GEdit-Bench

Introduction to GEdit-Bench

GEdit-Bench (Genuine Edit-Bench) is an authoritative benchmark for real-world instruction-based image editing launched by StepFun in April 2025. Its core value is to test the practical capabilities of models using real user requirements.

Core Positioning and Background

  • Full Name: Genuine Edit-Bench

  • Developer: StepFun AI, released together with their image editing model Step1X-Edit

  • Core Objective: To address the limitations of existing benchmarks that rely on synthetic instructions and are detached from real-world scenarios, providing evaluation standards closer to actual user usage

Core Dataset Information

  • Data Source: Collected over 1000 real user editing requests from communities like Reddit, after deduplication, privacy removal, and manual annotation

  • Final Scale: 606 test samples (including English GEdit-Bench-EN and Chinese GEdit-Bench-CN), totaling 1212 samples in the entire dataset

  • Task Coverage: 11 categories of high-frequency real editing scenarios

    1. Background replacement/modification (background_change)

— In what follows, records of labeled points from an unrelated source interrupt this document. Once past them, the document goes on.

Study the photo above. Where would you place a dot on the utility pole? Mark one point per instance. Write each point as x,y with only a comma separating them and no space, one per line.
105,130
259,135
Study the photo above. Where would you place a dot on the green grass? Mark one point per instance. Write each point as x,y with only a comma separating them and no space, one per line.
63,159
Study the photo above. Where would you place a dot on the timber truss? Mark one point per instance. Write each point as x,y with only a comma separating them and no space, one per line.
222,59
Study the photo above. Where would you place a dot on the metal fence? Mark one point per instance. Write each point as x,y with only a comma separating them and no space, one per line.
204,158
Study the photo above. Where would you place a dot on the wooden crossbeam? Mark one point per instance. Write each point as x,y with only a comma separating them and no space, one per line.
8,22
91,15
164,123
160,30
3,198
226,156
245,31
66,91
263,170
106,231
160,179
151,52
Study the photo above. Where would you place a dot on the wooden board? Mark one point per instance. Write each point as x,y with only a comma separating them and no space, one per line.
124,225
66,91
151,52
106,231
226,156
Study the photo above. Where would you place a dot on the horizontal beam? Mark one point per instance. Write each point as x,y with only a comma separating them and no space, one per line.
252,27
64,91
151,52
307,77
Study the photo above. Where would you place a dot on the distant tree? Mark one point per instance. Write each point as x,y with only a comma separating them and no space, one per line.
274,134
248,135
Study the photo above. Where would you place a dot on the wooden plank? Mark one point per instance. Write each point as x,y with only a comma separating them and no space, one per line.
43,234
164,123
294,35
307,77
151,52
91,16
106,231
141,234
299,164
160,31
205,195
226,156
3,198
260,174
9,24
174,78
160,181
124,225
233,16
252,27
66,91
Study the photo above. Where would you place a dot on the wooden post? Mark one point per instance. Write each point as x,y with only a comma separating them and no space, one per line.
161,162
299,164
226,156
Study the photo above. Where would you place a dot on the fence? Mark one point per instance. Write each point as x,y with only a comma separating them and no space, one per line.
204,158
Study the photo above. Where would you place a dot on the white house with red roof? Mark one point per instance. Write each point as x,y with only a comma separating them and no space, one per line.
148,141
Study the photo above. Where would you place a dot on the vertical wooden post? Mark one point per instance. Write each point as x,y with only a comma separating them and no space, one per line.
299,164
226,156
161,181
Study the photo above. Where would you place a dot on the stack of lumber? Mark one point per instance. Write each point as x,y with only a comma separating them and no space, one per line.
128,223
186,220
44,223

    2. Color/tone adjustment (color_alter)

    3. Material/texture transformation (material_alter)

    4. Action/pose editing (motion_change)

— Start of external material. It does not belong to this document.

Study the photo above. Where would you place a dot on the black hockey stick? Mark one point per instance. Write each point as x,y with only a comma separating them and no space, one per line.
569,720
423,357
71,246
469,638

    5. Portrait beautification/retouching (ps_human)

    6. Style transfer (style_change)

    7. Object addition/removal/replacement (subject-add)

    8. Text editing (text_change)

    9. Local detail refinement (subject-remove)

    10. Composition adjustment (subject-replace)

    11. Composite editing (multiple instruction combinations) (tone_transfer)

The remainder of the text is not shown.